SHARE

HOW WELL DO YOU KNOW CANADA?

From its frigid Arctic, through its majestic Rockies, rolling prairies, down its pristine waterways, under its open skies, and through its boreal forests rise some of the world’s most exciting cities and eclectic cuisines. With its fresh local salmon, pure maple syrup, Alberta’s heralded beef, and acclaimed ethnic street food, Canadian cuisine boasts much more than many are aware.

One of the world’s most multicultural countries, Canada has a culinary scene unlike any other. And just like its people, Canada is rich, fresh, innovative, and steeped in culture. With fork in hand, CW Magazine set out on a great culinary race to discover Canada’s culinary authenticity: a search for the true Canadiana. Join us!

AUTHENTIC CANADIAN.

To many, Canada’s distinct authenticity is found on the restaurant menus showcasing its distinctly local ingredients. From Banff’s renowned Maple Leaf and Sulphur Mountain Restaurant menus showcasing local game, BC fish, freshly shucked Canadian oysters, and Calgary’s Cattle Baron Restaurant’s full menu of local Alberta Beef.

Canadian authenticity runs deep into its growing aboriginal and indigenous cuisines. Combining ancient rural preparation methods and local proteins such as bison, moose, and deer, these venues are on the rise all across the country.

Toronto’s Boralia Settlement features cured trout grilled over cedar branches, pan-roasted elk, and sweetbreads, and along with Salmon n’ Bannock, Vancouver’s only First Nations restaurant, are by their very natures decolonizing and repatriating Canadian cuisine.

THE “SOCIABLE” CANADIAN COCKTAIL.

While Canadian’s have their whiskeys and their Ontario ice wine, there is nothing more Canadian than the wildly popular Caesar cocktail. It’s so popular they dedicate entire festivals to it. Known as the Bloody Mary’s more adventurous Canadian cousin that drinks like a meal, the Caesar starts with a tomato vodka base, a celery salt rim, clam juice, Tobasco, Worchestershire, horseradish…

BC’s Score on Davie’s Caesar cocktail is so amped up, fully-loaded, and go-for-broke, it  includes roasted chicken, a pulled pork Sriracha-glazed slider, onion rings, chicken wings, a pulled pork mac, a cheese hot dog, a burger, AND…a brownie for dessert! It’s an inspired stroke of lunacy you’ve got to see to believe.

AUTHENTICALLY FRENCH?

Many argue that Canada’s true cuisine heralds back to its Quebecoise roots of tourtières, pâté chinois (think French shepherd’s pie), and the most famous poutine – fries, cheese curds, and gravy. Often considered Canada’s national dish, poutine is ubiquitous to menus across the country with just as wide an array of regional culinary spins: topped with scallop, shrimp, and crayfish sauce, served meaty with butter chicken and pulled pork, and even vegan-style with miso gravy, kale chips, and vegan cheese.

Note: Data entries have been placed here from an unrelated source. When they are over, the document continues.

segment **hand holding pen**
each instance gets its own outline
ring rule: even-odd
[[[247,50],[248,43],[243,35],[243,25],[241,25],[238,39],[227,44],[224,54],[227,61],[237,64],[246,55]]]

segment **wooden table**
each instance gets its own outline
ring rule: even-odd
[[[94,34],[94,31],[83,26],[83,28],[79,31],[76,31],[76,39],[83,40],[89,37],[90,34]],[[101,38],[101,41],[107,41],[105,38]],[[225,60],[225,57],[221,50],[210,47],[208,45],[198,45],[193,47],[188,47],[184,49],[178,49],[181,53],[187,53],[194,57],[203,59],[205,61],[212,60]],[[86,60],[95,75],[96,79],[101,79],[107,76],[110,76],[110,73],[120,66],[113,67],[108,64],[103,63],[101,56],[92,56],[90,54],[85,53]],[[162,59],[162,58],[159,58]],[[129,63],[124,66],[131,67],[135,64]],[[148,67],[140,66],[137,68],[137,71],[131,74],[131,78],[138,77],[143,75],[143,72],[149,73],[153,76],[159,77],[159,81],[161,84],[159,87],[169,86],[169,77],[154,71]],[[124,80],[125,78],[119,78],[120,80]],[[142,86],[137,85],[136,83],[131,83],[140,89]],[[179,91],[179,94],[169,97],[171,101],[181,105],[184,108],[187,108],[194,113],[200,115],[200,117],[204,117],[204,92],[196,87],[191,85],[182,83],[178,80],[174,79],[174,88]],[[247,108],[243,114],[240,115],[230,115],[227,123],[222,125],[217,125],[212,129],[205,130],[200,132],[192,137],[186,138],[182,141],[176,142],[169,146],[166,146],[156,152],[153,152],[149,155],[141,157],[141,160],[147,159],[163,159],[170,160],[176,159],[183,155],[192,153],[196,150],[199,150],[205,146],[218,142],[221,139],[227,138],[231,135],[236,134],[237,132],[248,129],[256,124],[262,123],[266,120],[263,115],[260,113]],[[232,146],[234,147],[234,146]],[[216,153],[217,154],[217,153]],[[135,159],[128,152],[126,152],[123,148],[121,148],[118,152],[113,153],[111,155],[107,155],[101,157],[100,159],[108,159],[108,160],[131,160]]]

You’ll find poutine variations like “La T-Rex,” topped with ground beef, pepperoni, bacon, and hot-dog sausage, “La Mexicaine,” a mix of hot peppers, tomatoes, and black olives. And at Toronto’s Lobster Monster, their poutine best-seller’s slathered in melted mozzarella, chunks of lobster, smothered in lobster bisque, with a side of Canadian maple syrup? Authentically French, indeed.

A CULINARY MELTING POT.

Finding the authentic Canadian cuisine becomes increasingly difficult the more you travel around, with over 200 languages and cultures. Nowhere is this culinary diversity on fuller display than in Toronto, home to six Chinatowns. Here you’ll also find Koreatown, Greektown, Little Italy, and Little India. World cuisines are available throughout the city, including Portuguese, Hungarian, Japanese, and Caribbean.

Gregarious gastrophiles can find Ukranian pierogi parlours, best-ever Tibetan momo, Vietnamese, Cuban, Korean, Brazilian, Pan Asian, and a surge of Syrian cuisine. And you’ve got Torontonians kvetching over Chef Anthony Rose’s matzoh ball soup and trending Calgary/Edmonton Food Halls giving birth to a range of fast-casual fusion.

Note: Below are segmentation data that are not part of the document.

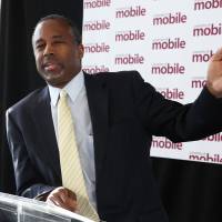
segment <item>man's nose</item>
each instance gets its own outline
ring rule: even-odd
[[[53,47],[51,44],[47,44],[43,51],[43,56],[52,56],[54,54]]]

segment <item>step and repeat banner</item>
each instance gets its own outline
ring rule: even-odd
[[[188,103],[222,46],[222,0],[84,0],[83,69],[138,70],[165,98]],[[210,114],[210,113],[209,113]],[[222,163],[222,133],[196,142],[153,138],[151,155]]]

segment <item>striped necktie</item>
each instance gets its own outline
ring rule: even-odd
[[[61,90],[58,102],[58,143],[62,184],[77,194],[78,213],[93,221],[99,215],[89,201],[75,141],[73,119],[67,104],[67,92]]]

There’s no shortage of mouth-watering culinary combinations, from Chinese-Jamaican to Japanese-Italian. There’s also Newfoundland-Cajun-Korean, French-infused Mexican, Bangladesh-Indian tacos, Indian-style Chinese, and Korean-Japanese-Mexican burritos.

And as evidenced by chefs Carolyn Reid (Scaramouche), Anthony Rose (Rose & Sons), and Curtis Luk (Mission), the diversity of Canada’s veritable cultural stew is only just beginning.